• No products in the cart.

103.2.2 Database server connections

Data Handling made Easy

In previous section we discussed about  Data Handling in R

Huge amount of data stored on the servers can be accessed through SQL(Structured Query Language). R is compatible with these databases. For SQL server, this is done through ODBC. However, few steps needs to be followed to link R to the database. All you need to do is

Once ODBC is created, we need to connect ODBC with R. For the connection, we need to install a package called RODBC in R. Once the package is installed, it is loaded into the current workspace, by calling the function, library(RODBC). This will load the functions available in the RODBC package into the current workspace for further use.  The following syntax shows, how to load the package, and further connect R with Database.

> library(RODBC)
> conn <- odbcConnect(“dblink", uid=“uid", pwd=“passwd")
> salesdata <- sqlFetch(conn, “sales")
> ordersdat <- sqlQuery(conn, "select * from orders")
> close(conn)
> dbhandle <- odbcDriverConnect('driver={SQL Server}; server=MyServerName;   database = MyDbName; trusted_connection=true')

In the above-mentioned commands, “MyServerName” & “MyDbName” is replaced with our server and database names. We should make sure that we have access to that server and database before connecting. Once the data is imported, the connection is closed using the function close().

spend_row_count<-sqlQuery(dbhandle, “select count(*) from MyTable”)

Importing dataset using GUI

An easy to use Graphical User Interface can be used to import the data from different formats into R. Steps to be followed are shown below.

rstudio

Working with Datasets

Once the dataset is imported/connected, there are some basic validation checks that we have to make, before going for further analysis.

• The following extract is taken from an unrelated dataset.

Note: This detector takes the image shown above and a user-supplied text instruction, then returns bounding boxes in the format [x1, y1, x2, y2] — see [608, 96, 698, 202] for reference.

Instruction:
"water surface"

  • Is the data imported correctly?
  • Are the variables imported in right format?
  • Did we import all the rows and columns?

 

Data preparation is an important step in the field of data analysis. Importing, exploring, validating and sanitizing the data are as important as data analysis. It is always a good practice to do some basic checks to get an idea on the dataset. We have a look on the number of rows, columns, the variable structures, data snapshot summary, etc.  It is important to check if there are any missing values, or if there are any outliers lying in the data set. For example: If the age is recorded as 1200, then there has been a problem in recording or importing the data. Hence fixing the imported data is equally important. One can validate the dataset by verifying its structure. By structure, we mean the number of rows and columns, the format of data, the limits of the values taken by the data columns, etc. We can also have a look at the summary of the data.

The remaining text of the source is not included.